Tips and tricks: data science prototype into production
2025-09-14 , Ballroom 1

This is an overview of the tips and tricks I learned while bringing a mathematical optimization model from concept to prototype to production.
At its core, the math model is a multi-dimensional knapsack problem, with tens of thousands of items moving between warehouses with up to a hundred user-defined constraints. The model is solved with Google's OR-Tools and is deployed to AWS Lambda.
Some of the important ideas I want to share are how to build a test suite to ensure that a model of this type is internally consistent and how to handle errors-as-data for your end users. I also learned a really nice way to configure logging in python.

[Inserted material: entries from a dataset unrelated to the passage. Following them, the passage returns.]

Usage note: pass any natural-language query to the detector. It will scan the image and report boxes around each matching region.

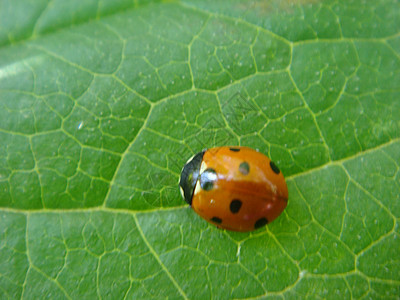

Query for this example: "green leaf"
[0,0,400,299]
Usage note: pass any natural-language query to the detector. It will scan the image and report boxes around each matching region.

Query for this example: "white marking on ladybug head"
[193,180,200,195]
[200,161,207,174]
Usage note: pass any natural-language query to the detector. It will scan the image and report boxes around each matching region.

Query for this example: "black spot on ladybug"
[229,199,242,214]
[200,168,217,191]
[211,217,222,224]
[254,218,268,229]
[239,162,250,175]
[269,160,281,174]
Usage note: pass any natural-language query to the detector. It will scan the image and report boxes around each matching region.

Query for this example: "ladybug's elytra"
[179,146,288,231]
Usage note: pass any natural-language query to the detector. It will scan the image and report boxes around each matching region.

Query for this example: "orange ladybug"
[179,146,288,231]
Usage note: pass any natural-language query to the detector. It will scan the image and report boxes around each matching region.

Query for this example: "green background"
[0,0,400,299]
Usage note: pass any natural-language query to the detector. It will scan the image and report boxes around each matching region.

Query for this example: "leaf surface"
[0,0,400,299]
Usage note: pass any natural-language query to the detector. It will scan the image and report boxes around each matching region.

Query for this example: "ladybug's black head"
[179,151,205,205]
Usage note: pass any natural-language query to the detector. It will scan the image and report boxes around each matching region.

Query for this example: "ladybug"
[179,146,288,232]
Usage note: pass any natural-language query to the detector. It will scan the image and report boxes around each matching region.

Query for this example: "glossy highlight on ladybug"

I learned some things about structuring my data science model. These things are kind of neat, and definitely worth sharing.
The test suite for an optimization model needs to ensure internal consistency of the model - so each constraint type is tested in two different ways, once for evaluation and once for optimization. If the individual constraints are consistent, then user requests with multiple constraints have fewer sources of failure. Also, when checking my test coverage reports I discovered the joys of branch testing.
To communicate errors as data back to end users, I created a simple InformativeError data model, and included it as an attribute on every response. So the dashboard application will always have a consistent way to display fatal and non-fatal errors back to the user.
Finally, when building a logging framework, I discovered how to output structured JSON logs, and I have a dictionary config that specifies different filters for logging from the CLI, from Jupyter and from lambda.

My background is in applied mathematics and data science. I have a PhD and 15 years industry experience. Currently working as a data scientist at a fintech startup where my interest is in building maintainable and robust models for deployment.